The early access program is by invitation only, I do not know if the above link allows applying for access if you don’t already have permissions.

I also find this legal blurb on said web page: "Access to the EA program is restricted. So please remember that by participating in this program, you agree not to share any binaries or documentation and you must not discuss this program or any details of the features, functionality or performance on any public forums or with other developers. You may discuss any technical issues with your NVIDIA Contact or use the bug submission form below for technical questions, feedback, bugs, issues and feature requests.

Being part of the EA program gives you the unique opportunity to directly influence the quality and performance of the final production version of the CUDA Toolkit.

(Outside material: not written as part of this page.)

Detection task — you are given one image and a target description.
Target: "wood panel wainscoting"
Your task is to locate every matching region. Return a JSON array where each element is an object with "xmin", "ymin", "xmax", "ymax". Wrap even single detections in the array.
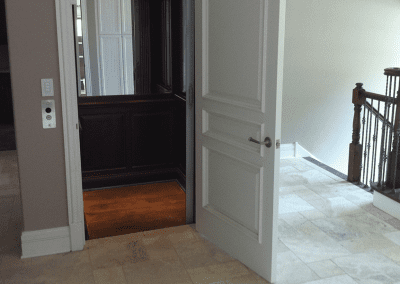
[{"xmin": 78, "ymin": 93, "xmax": 186, "ymax": 191}]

You are encouraged to try out the new features and provide us feedback. We expect that you will compile your current applications with the new toolkit and report any functional and performance changes including improvements and any regressions to us."

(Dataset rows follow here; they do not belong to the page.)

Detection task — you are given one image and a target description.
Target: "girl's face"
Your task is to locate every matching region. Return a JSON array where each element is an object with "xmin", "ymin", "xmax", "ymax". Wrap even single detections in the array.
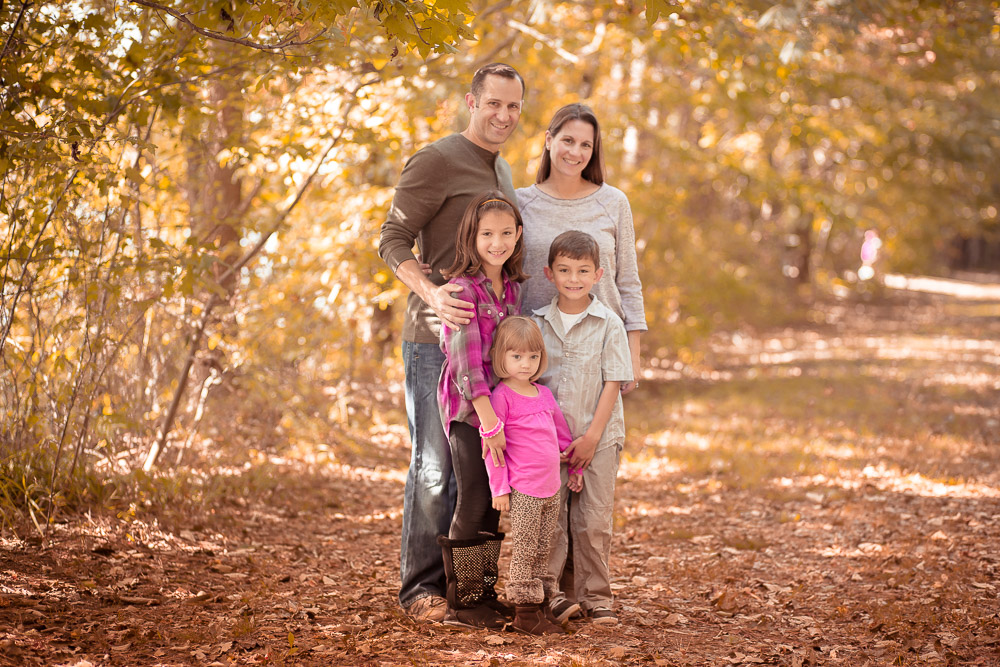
[
  {"xmin": 503, "ymin": 350, "xmax": 542, "ymax": 382},
  {"xmin": 545, "ymin": 119, "xmax": 594, "ymax": 177},
  {"xmin": 476, "ymin": 210, "xmax": 521, "ymax": 276}
]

This pretty much says that you cannot publicly disclose your findings about CUDA 10 yet if obtained from/through the Early Access software.

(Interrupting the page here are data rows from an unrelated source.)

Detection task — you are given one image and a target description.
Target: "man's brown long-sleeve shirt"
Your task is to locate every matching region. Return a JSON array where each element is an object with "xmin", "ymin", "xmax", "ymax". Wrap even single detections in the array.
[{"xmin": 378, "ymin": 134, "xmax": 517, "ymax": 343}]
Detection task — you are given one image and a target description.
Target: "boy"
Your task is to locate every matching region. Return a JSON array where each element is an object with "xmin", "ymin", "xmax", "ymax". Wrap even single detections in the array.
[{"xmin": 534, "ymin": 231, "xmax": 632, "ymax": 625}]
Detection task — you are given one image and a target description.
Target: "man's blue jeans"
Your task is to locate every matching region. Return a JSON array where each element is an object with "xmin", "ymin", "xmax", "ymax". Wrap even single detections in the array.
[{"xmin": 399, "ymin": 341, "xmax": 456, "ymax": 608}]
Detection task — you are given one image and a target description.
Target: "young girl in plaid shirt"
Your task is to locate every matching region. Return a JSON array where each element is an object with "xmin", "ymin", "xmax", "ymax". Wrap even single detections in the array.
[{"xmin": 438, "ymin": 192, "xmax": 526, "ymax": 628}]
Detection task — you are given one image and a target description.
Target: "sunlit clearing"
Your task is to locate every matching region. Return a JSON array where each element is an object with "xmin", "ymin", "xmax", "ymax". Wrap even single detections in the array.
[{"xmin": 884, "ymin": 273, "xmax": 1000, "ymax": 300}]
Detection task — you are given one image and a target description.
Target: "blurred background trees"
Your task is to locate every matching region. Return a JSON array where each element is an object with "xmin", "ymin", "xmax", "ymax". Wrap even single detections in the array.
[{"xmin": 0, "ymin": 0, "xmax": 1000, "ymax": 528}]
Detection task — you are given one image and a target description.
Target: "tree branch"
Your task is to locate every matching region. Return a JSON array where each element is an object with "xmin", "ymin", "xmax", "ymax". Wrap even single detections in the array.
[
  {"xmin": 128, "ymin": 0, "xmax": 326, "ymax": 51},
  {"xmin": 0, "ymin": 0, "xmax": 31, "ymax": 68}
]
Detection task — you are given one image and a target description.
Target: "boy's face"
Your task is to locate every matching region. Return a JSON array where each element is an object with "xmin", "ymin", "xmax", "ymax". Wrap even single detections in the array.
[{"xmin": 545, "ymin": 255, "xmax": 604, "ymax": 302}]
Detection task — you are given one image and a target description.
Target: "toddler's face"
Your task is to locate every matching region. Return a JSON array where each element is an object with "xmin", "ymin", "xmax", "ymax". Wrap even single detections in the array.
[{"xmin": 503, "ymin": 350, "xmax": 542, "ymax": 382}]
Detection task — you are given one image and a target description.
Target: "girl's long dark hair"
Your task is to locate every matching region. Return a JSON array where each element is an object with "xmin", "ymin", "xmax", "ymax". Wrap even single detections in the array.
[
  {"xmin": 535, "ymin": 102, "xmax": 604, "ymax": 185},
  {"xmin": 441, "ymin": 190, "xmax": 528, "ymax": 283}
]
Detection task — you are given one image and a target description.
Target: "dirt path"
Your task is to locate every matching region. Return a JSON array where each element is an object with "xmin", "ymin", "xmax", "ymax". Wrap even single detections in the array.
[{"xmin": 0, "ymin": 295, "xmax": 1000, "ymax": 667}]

Beyond this, the early access terms of use should be studied carefully

there is an even longer version (PDF) here:



It would appear that currently the only public APIs to make use of RTX will be

DirectX Raytracing (DXR) http://forums.directxtech.com/index.php?topic=5860.0
nVidia Optix https://devblogs.nvidia.com/nvidia-optix-ray-tracing-powered-rtx/
nVidia GameWorks https://developer.nvidia.com/gameworks-ray-tracing

note that there is Early Access for some of this (GameWorks)

for Microsoft DXR one has to wait until the next feature upgrade to Windows 10. Maybe some fast ring or beta channels offer this already.

I’m disappointed to hear that we probably won’t have a way to access to the RT Core hardware directly. Ray tracing is useful, but BVH traversal is the more general tool here, and it’s a shame to let that dedicated hardware go unused!

Is there any way (other than these forums) to figure out more information about whether this might be supported in future CUDA releases?

I am sure someone will figure out the Turing instruction set in no time.

Looking at you, scottgray ;-)

For future cuda releases, try get into the Early Access programs for the CUDA toolkits.
But you can’t publicly disclose any information you obtained from EA code - it might still be useful though.

Thanks you for the input, cbuchner. I have applied to the early access program (a month ago) and it is still pending-- so it seems that probably won’t work out, unfortunately.

Any updates?

same question, any updates?

Unfortunately, I didn’t find any way to access the RT cores from CUDA directly.

currently, the recommended approach to access RTX core functionality is via Optix.

currently, there is no direct access method from CUDA

CUDA and Optix can interoperate:

I want to get 2070 to play with RT capabilities from CUDA, but seems it is not possible. Seems I should to choose something different. 1660? But it is step backward.
I suspect optix is strongly proprietary and license is much more expensive then 2080ti.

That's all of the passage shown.